Welche individuellen menschlichen Faktoren begünstigen die Bildung von Biofilmen?

Worum geht es in diesem Forschungsprojekt?

Rasterelektronische Aufnahme eines Makrophagen (rot) und des Bakteriums Pseudomonas aeruginosa (blau). © Prof. Manfred Rohde und Dr. Sebastian Felgner

Worum geht es in diesem Forschungsprojekt?

Implantat-assoziierte Infektionen stellen ein ernstes Gesundheitsrisiko in Kliniken dar. Die Ursache sind Mikroorganismen, die biologische Oberflächen oder Oberflächen von dauerhaft implantierten Medizinprodukten besiedeln, und dort Biofilme ausbilden können.
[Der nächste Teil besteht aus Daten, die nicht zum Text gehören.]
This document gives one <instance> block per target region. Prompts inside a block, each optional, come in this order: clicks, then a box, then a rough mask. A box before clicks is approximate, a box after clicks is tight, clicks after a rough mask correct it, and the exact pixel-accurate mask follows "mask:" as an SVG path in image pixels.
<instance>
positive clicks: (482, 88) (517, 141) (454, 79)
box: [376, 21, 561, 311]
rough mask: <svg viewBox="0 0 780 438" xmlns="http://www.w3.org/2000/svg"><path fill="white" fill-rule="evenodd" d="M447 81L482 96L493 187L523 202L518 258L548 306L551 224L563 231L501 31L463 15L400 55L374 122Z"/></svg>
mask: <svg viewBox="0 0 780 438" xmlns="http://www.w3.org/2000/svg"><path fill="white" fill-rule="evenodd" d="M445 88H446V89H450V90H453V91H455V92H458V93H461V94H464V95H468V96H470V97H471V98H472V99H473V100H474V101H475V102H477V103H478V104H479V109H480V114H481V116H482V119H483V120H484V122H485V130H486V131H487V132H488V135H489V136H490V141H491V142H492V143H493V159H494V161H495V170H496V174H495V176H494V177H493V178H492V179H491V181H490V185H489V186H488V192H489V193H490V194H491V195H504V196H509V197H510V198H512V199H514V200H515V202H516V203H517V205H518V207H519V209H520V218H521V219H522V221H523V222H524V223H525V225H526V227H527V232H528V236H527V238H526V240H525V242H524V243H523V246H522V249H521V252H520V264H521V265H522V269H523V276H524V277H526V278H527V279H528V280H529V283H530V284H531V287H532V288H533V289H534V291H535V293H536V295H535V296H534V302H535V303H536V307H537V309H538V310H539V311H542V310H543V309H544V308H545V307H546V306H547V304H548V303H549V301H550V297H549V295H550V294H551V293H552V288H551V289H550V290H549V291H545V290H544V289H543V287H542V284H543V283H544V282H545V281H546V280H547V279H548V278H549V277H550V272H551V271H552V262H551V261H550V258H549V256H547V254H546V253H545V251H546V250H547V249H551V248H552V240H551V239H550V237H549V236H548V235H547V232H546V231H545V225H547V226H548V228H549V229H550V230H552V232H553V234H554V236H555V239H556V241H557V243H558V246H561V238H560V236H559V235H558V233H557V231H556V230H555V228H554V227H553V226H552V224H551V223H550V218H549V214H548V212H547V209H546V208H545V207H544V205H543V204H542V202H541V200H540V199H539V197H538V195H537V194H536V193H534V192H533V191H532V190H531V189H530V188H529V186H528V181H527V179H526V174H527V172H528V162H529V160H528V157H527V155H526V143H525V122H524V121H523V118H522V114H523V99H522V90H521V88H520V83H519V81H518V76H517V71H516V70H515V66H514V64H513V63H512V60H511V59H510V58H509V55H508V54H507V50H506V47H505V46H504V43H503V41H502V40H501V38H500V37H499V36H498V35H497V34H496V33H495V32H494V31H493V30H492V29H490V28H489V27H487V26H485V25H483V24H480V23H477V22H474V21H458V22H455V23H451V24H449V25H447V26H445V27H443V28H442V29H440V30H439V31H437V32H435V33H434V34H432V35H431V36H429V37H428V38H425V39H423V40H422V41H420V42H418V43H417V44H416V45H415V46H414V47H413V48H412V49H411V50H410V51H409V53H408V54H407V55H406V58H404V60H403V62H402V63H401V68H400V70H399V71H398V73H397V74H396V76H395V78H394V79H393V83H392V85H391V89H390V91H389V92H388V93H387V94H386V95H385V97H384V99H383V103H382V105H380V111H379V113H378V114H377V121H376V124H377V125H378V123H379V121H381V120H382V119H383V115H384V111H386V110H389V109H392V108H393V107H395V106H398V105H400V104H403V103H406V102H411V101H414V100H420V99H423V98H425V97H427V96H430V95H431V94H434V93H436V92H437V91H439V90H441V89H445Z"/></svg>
Bei Biofilmen handelt es sich um Ansammlungen von Mikroorganismen, die an hydratisierten Schnittstellen gebunden und in selbst produzierten extrazellulären Matrizen eingeschlossen sind. Sie stellen eine große Herausforderung bei der Behandlung von Patientinnen und Patienten dar. Bakterien in Biofilmen weisen veränderte Phänotypen in Bezug auf Wachstumsraten, Genexpressionsprofilen und Proteinproduktion auf. Eingebettet in ihre extrazelluläre Matrix bilden sie sowohl gegen Antibiotika als auch gegen die Effektormechanismen des Wirt-Immunsystems Resistenzen aus. Da die alleinige Verabreichung von Antibiotika für die Behandlung dieser Infektionen meist unwirksam ist, ist die Entfernung des infizierten Implantats zusammen mit der Verabreichung von Antibiotika die einzige Behandlungsmöglichkeit. Dies führt zu hohen Kosten und zu wiederholten Eingriffen bei Patientinnen und Patienten.

Mit Immunofluoreszenz-Färbung sichtbar gemacht: Zellkerne (blau), Makrophagen (rot)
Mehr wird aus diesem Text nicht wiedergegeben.